# [SOLVED] D-Link DGS 1210-16



## Paronoid (Nov 15, 2011)

I need to set this 16 port router up so that ports 1-15 can see 16 but not each other.

I have tried all i know and everything i can find on forums, im new to this kind of porting and have no idea where to look so some hel will be greatly appreciated.

Thanks all,


----------



## Dave Atkin (Sep 4, 2009)

*Re: D-Link DGS 1210-16*

Hello,

Its a switch not a router. You need to log into the switch and setup seperate VLANs. Ports 1-15 need to be in its own VLAN and Port 16 needs to be in a seperate VLAN.

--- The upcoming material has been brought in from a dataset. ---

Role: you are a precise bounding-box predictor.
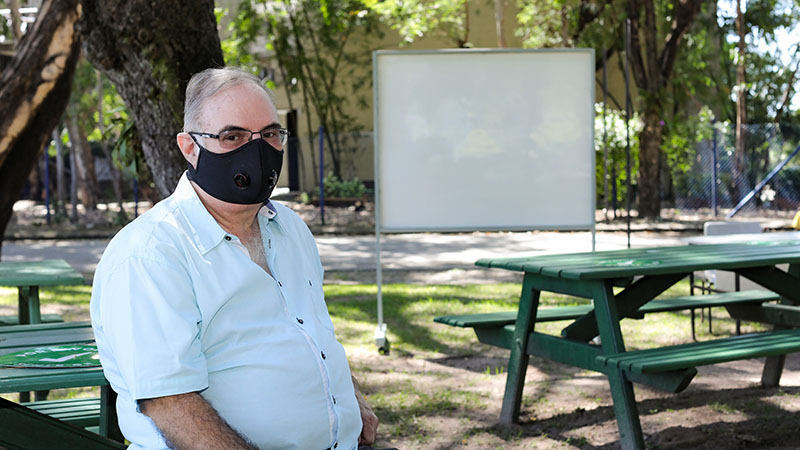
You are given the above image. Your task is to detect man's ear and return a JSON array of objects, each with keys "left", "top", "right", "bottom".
[{"left": 177, "top": 133, "right": 200, "bottom": 168}]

A manual can be found here:
ftp://ftp.dlink.co.uk/switches/dgs-1210-48/DGS-1210-16_24_48_A1_User_Manual_v1.01.pdf

Remember to take a backup of the config before doing this. Make sure that you are plugged into the management port or you wont be able to re-login to the switch. Also, best to do this when the switch is not in use, just incase.

Dave


----------



## Paronoid (Nov 15, 2011)

*Re: D-Link DGS 1210-16*

Sorry i was not 100% clear.
I have logged onto the switch and onto the 801.2 section and created VIDs for 1,16:2,16:3,16 and so on..

How do i activate it.. as i said i need ports 1 to 15 to see port 16 and none to see each other but 16 which is going to be there Server..

I have read that manual before asking on this forum and cannot find how to do what i need. 

I know how to set up a multi tier network as in 1-5 and 6-10 being seperate on the same switch but its this special task of all seeing one but not the other that has me baffled.

Much Appreciated for the assistance,
Michael


----------



## Dave Atkin (Sep 4, 2009)

*Re: D-Link DGS 1210-16*

Ahh right ok. You make port 16 a member of both VLANs.

However you put that you have configured port 16:2? I dont think that this is a valid VID. I think it needs to be a whole number.



Dave


----------



## TheCyberMan (Jun 25, 2011)

*Re: D-Link DGS 1210-16*

Asymetric Vlan should be enabled.

Vlan1 is the default share so the server and port 16 untagged section should be included here and should require no configuration no pc's should be connected here unless sharing is needed.

Ports 2 to 15 are for Vlans 2 to 15.and pcs connected to those ports.

For convention Vlan 2 is on port 2 and Vlan3 on port 3 etc(yours may be on different ports).

So now configure Vlans 2 to 15

You now need to add the port(in untagged section) of Vlan 2 which is port 2 which is going to be excluded access from the other Vlans and port 16 on Vlan1(default share) to which all other Vlans will have access to and repeat the process for all other Vlans.

Examples.

Vlan2 smartswitch1 port 2 and port 16(port 2 will not be accessible from other Vlans)
Vlan3 smartswitch2 port 3 and port 16
Vlan4 smartswitch3 port 4 and port 16
Etc.
Then set the PVID for the VLan ports, so set PVID on port 16 then 2,3,4 etc on ports 2, 3, 4 etc.
Click apply.

Hope this helps.


----------



## Paronoid (Nov 15, 2011)

*Re: D-Link DGS 1210-16*

Thanks very much.
I now have programmed it and another one bridged to it.
Also appreciate the explanation as i know have explained to another college how to do it without me.

Again much thanks,
Michael


----------



## TheCyberMan (Jun 25, 2011)

*Re: D-Link DGS 1210-16*

Hi glad it has worked for you and we are here to help.

I will mark this thread as solved.


----------